To me, marketing is the pulse of business and that means it is an ever continuous process. Similar to the Energizer Bunny, marketing should be kept going, going, going and going – even during hard times.

We are going though challenging time now. You might not have a big war chest to do marketing, however, that’s things you can do without spending money. Talk about your product and services; building relationship with people and other businesses is a great way to grow your business. When people sees your passion and enthusiasm about your stuff, it will rub onto them. Talk about your product and services in social medias, like FaceBook,  in a responsibly manner. Your purpose is to first to serve – tell them how would your product/service be a great solution to people’s headache. Yes, be honest and tell them so if your product isn’t a fix. People appreciate honesty and will remember that. Hard selling at social media may backfire so be really careful about that.

Whatever it is, do something. When you choose have a lawn, be prepared to mow it.

Marketing is more than just advertising

“If the circus is coming to town and you paint a sign saying “Circus Coming to the Fairground Saturday,” that’s advertising. If you put the sign on the back of an elephant and walk it into town, that’s promotion. If the elephant walks through the mayor’s flower bed, that’s publicity. And if you get the mayor to laugh about it, that’s public relations. If the town’s citizens go the circus, you show them the many entertainment booths, explain how much fun they’ll have spending money at the booths, answer their questions and ultimately, they spend a lot at the circus, that’s sales.”
~ Unknown

Whoever said this, said it really well. Because so many people thinks marketing is just about advertising. All I like to add to the unknown author, is that when you bid them goodbye, wish them well and ask them to revisit again with their families and friends, that’s customer relationship management.

Hard Sell, Soft Sell, Why Sell?

Mention selling, and you can be sure many people will try to avoid your eyes, and most likely, mumble some excuse about a sick puppy and move away.

Isn’t that interesting?

There is the “Snake Oil Salesman” and there is the friendly neighbourhood grocer. Both sell you stuff. One you love, the other you hate. Today, selling to consumers and selling business to business has evolved to a point of sophistication where the more different it gets, the more it looks the same.

Has it ever occurred to anyone that a company that fails to sell stuff, fails?

This aversion to “selling” is an insidious poison that is slowly killing a lot of good businesses. I just read an article over at that asks the question: “When Marketing Becomes Selling?“. I think we try to sugar coat too much. The reality is that unless we succeed in selling our product or services, we will not remain in business very long.

To be fair, the article was not written as a question. But we can take liberty and twist it for what we need here. No one likes a pushy salesman. Yet, unless there was a push coming from somewhere, no one will ever take an initiative to buy anything. Good marketing CREATES a push from within ourselves.
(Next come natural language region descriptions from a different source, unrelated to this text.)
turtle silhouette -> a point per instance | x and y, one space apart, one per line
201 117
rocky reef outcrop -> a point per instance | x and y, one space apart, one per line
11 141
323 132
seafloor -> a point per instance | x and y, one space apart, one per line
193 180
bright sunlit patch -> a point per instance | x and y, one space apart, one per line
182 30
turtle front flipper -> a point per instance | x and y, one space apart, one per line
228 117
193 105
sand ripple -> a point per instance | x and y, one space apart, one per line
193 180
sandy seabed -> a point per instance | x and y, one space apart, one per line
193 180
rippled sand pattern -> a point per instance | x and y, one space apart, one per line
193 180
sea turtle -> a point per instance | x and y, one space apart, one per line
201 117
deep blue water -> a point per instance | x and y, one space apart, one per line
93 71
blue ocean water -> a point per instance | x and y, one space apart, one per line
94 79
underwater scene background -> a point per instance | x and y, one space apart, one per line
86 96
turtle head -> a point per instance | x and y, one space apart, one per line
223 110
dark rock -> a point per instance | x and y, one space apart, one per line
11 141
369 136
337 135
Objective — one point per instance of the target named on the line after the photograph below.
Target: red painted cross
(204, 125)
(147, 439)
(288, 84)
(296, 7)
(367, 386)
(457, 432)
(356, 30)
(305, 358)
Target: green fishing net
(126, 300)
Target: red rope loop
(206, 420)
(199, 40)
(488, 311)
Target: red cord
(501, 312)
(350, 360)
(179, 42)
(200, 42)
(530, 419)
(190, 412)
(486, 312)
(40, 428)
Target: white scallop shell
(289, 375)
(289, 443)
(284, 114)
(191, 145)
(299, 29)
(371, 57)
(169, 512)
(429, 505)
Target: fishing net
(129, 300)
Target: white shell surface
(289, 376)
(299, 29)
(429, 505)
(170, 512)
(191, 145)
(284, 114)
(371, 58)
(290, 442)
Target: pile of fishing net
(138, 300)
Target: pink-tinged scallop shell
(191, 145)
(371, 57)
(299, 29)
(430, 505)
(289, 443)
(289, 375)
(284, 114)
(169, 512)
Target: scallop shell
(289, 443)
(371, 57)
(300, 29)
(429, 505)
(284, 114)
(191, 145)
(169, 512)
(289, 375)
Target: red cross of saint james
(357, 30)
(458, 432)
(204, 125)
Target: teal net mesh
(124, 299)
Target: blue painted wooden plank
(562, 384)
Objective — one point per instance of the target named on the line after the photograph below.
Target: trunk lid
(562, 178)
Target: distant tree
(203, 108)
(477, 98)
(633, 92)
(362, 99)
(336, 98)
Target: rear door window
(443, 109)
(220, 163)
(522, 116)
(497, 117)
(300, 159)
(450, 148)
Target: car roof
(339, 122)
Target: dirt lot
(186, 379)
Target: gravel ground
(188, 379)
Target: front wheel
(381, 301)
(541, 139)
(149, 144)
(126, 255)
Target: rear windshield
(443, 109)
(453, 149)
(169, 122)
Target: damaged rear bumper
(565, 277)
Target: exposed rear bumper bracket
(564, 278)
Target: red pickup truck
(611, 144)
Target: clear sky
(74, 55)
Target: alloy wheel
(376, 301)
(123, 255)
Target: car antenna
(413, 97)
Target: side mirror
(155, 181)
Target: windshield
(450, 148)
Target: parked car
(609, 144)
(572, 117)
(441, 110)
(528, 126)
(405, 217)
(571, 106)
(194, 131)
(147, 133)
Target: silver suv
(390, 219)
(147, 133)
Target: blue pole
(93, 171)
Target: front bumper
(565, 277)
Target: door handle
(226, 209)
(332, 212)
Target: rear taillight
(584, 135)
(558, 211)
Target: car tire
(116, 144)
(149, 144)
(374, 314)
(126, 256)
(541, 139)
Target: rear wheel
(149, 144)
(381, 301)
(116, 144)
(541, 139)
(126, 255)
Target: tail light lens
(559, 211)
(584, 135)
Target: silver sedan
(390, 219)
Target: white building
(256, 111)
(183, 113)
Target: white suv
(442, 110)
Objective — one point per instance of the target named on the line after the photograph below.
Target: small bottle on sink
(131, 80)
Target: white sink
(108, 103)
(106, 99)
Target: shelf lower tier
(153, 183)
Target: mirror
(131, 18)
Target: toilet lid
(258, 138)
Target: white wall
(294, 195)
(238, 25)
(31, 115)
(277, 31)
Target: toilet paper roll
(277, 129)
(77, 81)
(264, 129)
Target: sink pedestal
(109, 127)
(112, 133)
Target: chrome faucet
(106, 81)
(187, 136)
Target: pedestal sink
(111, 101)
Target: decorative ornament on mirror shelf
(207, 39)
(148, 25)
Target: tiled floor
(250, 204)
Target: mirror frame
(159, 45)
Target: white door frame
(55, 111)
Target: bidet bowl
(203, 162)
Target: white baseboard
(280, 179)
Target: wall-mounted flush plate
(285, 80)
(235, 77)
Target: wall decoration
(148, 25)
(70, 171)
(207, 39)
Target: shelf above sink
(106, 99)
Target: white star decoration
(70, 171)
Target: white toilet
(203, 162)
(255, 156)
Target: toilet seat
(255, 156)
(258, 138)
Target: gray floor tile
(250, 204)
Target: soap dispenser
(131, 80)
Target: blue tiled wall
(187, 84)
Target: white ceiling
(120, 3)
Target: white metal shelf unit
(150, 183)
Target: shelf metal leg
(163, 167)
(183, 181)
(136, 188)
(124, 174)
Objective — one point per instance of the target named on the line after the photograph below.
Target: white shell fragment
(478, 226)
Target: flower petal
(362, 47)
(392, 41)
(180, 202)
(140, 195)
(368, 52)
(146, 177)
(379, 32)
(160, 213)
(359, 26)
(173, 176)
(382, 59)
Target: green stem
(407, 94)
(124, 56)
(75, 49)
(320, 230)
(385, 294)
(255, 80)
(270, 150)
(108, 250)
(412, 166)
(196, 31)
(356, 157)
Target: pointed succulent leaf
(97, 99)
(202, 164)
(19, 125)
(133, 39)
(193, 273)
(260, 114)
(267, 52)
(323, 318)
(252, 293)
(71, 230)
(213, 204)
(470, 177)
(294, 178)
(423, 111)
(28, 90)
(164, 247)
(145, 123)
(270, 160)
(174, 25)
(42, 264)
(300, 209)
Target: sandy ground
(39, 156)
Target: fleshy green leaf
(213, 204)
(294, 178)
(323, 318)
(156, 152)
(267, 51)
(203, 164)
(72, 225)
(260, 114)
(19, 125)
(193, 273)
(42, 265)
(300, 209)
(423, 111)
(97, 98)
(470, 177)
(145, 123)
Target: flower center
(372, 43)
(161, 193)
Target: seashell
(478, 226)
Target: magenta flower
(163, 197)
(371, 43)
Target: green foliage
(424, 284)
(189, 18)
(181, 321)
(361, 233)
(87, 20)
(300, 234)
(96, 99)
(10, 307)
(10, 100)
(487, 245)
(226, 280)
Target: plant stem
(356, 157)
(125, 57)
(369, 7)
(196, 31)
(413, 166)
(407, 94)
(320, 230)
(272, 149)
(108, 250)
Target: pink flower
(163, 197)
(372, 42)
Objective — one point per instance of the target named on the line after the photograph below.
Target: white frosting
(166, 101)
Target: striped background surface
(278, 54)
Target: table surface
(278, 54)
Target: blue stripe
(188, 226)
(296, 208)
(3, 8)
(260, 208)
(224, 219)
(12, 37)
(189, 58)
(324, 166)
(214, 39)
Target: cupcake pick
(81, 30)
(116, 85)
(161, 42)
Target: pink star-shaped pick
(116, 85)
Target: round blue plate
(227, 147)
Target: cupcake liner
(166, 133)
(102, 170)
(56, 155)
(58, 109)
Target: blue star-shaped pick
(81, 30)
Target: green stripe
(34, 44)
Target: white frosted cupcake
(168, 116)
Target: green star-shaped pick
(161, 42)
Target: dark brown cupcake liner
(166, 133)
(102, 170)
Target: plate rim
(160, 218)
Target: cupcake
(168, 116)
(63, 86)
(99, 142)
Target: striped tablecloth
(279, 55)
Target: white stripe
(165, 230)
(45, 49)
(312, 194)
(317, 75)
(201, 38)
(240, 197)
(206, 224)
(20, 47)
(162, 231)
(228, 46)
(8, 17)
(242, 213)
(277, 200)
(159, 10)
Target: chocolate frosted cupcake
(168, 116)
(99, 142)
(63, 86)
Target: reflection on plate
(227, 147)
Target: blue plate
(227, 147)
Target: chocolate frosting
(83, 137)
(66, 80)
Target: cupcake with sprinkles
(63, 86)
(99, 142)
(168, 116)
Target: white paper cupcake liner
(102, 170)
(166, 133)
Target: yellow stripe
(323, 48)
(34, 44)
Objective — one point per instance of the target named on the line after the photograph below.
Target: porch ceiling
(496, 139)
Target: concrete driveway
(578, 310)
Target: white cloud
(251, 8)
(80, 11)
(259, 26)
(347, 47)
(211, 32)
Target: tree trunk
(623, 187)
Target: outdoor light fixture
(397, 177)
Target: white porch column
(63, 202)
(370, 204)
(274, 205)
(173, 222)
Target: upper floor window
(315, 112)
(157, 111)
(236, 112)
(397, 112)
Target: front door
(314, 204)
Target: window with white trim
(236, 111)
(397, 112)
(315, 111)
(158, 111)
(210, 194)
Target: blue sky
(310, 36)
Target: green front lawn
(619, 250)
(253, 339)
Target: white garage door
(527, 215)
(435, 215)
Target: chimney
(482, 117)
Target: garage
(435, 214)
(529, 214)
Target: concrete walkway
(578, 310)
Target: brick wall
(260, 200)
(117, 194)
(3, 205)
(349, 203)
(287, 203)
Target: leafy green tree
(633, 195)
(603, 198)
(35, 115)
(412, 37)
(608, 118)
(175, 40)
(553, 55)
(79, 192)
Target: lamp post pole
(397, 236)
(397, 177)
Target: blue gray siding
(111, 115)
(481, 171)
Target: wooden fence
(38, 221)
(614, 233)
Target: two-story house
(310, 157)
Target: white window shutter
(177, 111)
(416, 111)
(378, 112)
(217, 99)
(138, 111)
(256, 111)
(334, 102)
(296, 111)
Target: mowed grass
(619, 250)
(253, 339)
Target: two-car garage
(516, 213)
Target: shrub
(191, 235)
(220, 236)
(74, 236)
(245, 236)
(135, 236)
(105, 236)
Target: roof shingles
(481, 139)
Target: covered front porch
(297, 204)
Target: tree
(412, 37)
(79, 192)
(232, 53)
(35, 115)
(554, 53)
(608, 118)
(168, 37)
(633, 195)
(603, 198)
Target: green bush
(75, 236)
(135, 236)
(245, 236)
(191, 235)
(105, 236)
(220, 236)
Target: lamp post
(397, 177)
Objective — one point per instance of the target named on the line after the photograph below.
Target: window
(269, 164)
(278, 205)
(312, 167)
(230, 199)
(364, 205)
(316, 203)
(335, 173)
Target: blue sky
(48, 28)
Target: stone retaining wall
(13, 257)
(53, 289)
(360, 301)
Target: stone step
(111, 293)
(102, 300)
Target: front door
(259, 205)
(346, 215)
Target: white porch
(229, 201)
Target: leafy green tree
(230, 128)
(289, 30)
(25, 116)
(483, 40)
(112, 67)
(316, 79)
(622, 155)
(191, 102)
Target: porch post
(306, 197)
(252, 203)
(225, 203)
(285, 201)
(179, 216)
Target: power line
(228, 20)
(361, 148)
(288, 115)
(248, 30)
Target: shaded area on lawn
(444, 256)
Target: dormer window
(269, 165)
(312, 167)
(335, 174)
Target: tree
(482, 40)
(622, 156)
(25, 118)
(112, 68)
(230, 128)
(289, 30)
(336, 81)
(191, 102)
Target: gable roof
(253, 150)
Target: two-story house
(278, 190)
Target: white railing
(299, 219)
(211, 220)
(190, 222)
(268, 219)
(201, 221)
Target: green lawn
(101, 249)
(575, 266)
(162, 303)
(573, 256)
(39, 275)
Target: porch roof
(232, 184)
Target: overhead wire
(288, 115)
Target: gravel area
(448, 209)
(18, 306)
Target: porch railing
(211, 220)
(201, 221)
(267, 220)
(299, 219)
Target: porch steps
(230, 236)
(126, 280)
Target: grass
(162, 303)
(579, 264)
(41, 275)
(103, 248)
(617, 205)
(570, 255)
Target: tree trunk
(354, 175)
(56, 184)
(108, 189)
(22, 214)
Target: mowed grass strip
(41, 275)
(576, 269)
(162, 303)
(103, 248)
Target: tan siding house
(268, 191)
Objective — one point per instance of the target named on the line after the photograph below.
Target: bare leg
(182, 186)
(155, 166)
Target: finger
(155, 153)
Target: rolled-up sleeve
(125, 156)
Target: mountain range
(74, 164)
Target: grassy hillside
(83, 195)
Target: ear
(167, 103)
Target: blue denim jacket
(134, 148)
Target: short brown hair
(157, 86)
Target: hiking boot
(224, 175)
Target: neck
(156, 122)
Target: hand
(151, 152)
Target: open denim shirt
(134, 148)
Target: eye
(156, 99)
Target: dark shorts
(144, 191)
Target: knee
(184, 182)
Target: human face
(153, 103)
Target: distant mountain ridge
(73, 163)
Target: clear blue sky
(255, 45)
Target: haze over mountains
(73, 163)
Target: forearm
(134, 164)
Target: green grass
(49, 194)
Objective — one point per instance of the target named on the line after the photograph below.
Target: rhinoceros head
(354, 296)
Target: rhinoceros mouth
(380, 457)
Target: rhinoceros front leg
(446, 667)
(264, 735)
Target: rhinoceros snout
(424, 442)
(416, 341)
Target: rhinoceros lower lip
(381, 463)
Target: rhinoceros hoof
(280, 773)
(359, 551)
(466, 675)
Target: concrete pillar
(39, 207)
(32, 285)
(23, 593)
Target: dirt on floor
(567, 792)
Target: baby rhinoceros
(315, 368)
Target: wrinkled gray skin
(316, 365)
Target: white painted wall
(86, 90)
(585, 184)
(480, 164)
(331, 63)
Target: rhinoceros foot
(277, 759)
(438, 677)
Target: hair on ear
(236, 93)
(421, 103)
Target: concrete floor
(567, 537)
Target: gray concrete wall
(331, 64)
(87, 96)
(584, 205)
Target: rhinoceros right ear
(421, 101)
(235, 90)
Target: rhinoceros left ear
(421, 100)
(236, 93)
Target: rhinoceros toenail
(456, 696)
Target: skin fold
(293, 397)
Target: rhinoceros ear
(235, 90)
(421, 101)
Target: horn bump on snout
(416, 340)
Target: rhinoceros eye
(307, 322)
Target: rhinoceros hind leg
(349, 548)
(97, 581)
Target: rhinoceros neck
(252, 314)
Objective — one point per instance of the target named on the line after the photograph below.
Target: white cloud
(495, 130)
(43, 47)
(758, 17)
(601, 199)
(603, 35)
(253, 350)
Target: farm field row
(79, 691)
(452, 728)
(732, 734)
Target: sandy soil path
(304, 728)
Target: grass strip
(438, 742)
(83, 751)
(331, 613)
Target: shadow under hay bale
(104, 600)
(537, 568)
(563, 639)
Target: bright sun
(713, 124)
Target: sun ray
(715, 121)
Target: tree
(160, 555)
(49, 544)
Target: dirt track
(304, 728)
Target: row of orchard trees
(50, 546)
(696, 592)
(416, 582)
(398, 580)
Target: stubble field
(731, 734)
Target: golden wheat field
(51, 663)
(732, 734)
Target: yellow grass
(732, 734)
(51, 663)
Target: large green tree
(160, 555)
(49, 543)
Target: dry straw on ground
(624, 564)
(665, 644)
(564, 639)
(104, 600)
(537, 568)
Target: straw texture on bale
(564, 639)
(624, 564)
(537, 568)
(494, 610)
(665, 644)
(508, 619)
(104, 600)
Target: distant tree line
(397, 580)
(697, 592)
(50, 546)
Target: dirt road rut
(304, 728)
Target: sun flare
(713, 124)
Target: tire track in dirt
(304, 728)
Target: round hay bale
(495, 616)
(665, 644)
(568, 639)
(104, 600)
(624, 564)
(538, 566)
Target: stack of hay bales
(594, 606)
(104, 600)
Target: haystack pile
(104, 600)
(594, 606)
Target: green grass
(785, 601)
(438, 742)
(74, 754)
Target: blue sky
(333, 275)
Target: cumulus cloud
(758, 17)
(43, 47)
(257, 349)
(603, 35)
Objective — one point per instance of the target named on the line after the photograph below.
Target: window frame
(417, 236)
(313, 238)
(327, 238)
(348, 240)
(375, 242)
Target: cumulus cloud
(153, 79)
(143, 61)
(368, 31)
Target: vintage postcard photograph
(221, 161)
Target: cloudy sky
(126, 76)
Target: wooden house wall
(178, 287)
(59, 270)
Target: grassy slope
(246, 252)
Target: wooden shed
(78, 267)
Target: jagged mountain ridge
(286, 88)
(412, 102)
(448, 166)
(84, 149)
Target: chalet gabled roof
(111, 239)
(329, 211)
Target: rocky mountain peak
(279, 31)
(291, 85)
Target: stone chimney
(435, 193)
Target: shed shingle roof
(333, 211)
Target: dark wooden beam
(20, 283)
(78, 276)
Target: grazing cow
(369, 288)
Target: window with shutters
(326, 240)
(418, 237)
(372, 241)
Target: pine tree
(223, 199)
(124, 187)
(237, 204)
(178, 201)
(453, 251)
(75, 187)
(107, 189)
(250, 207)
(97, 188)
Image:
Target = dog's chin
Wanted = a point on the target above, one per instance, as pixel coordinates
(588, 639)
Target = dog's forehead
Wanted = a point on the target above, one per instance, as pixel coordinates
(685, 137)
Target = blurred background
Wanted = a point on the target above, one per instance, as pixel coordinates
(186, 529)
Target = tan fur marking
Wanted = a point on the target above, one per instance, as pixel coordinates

It causes us to perceive a need, which we are dying to fulfill, which for some reason, never occurred to us before we encountered that particular marketing message.

Whether the push is from “within” or from a pesky salesman, let’s face facts: no sale is made unless there is some kind of momentum. All businesses should be aware of this, and should embrace it. Then, figure out how to do it with finesse and gumption. If you are shy, your competition most certainly isn’t.

So, whether you choose to take a hard sell approach, a soft sell approach, a relationship building approach; whatever your selling approach may be, choose one. Those airy-fairy, high brow “marketing concepts” will mean nothing if it does not result in lots of orders, sales or hordes of people trooping into your stores.

Do you agree? Is there a better way?